First, FPS is meaningless above 60 or so, because you normally can't get more frames than that onto the screen. A well-designed software stack will actually prevent FPS from rising above 60 --- those extra frames are wasting power. More than 60 FPS means you have a bug (or you are doing very specialized full-screen gaming --- i.e. not a Web browser). I discussed this in more detail here.
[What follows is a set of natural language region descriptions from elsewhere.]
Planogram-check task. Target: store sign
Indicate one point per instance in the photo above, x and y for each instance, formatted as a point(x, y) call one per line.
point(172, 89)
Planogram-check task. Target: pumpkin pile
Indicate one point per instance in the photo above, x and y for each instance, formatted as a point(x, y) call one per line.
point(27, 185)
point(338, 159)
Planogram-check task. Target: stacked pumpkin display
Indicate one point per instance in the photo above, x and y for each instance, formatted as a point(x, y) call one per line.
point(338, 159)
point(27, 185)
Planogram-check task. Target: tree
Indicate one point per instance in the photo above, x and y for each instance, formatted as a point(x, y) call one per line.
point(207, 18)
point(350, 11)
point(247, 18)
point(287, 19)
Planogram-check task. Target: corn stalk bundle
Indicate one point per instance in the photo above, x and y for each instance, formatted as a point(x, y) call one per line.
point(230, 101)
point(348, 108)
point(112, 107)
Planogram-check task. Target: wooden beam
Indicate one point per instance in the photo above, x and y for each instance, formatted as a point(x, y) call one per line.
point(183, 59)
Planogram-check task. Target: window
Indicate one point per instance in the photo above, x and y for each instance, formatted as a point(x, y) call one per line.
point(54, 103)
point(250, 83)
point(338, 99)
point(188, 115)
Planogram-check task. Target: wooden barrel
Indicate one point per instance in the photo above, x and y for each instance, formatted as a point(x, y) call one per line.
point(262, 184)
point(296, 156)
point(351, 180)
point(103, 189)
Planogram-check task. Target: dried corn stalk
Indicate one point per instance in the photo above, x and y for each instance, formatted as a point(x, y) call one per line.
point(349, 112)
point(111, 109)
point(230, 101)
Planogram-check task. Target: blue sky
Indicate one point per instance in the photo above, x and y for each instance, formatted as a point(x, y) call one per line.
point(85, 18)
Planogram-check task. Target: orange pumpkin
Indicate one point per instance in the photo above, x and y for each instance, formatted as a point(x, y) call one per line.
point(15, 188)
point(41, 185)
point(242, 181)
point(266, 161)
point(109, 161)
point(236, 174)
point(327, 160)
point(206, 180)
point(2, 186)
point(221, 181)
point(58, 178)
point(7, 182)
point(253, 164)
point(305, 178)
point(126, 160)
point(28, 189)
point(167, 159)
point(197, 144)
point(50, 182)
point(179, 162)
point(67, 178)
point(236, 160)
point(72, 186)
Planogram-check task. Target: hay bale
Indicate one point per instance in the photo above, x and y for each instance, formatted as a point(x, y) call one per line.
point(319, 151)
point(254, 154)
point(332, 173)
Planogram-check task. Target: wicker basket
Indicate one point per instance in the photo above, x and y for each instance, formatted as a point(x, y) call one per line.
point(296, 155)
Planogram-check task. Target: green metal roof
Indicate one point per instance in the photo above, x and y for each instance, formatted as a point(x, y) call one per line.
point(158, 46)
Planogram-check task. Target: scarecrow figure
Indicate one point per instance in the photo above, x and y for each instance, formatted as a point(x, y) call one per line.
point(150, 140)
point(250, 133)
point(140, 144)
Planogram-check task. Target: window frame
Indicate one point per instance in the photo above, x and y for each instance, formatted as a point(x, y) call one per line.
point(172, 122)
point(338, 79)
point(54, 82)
Second, Web authors normally measure FPS as "how many times did my event handler run per second". But what they actually should be measuring is how many different frames the browser was able to paint to the screen per second, and that's a very different thing, since a setTimeout handler (for example) can run multiple times between browser repaints. It's understandable that Web authors would make such a mistake, since browsers haven't provided a way to measure the real FPS. However, in Firefox 4 we have added an API for this: mozPaintCount. Use it!
I think authors need to get into the habit of measuring FPS using mozPaintCount or something similar on other browsers and determining first whether their app is able to reach 50-60FPS. If it can, then further performance improvements can only be measured by increasing the complexity of the scene until FPS starts dropping off. Microsoft's FishIE Tank is the right approach. (I don't know how they try to measure FPS though; they're probably not using mozPaintCount, so it's probably not very accurate.)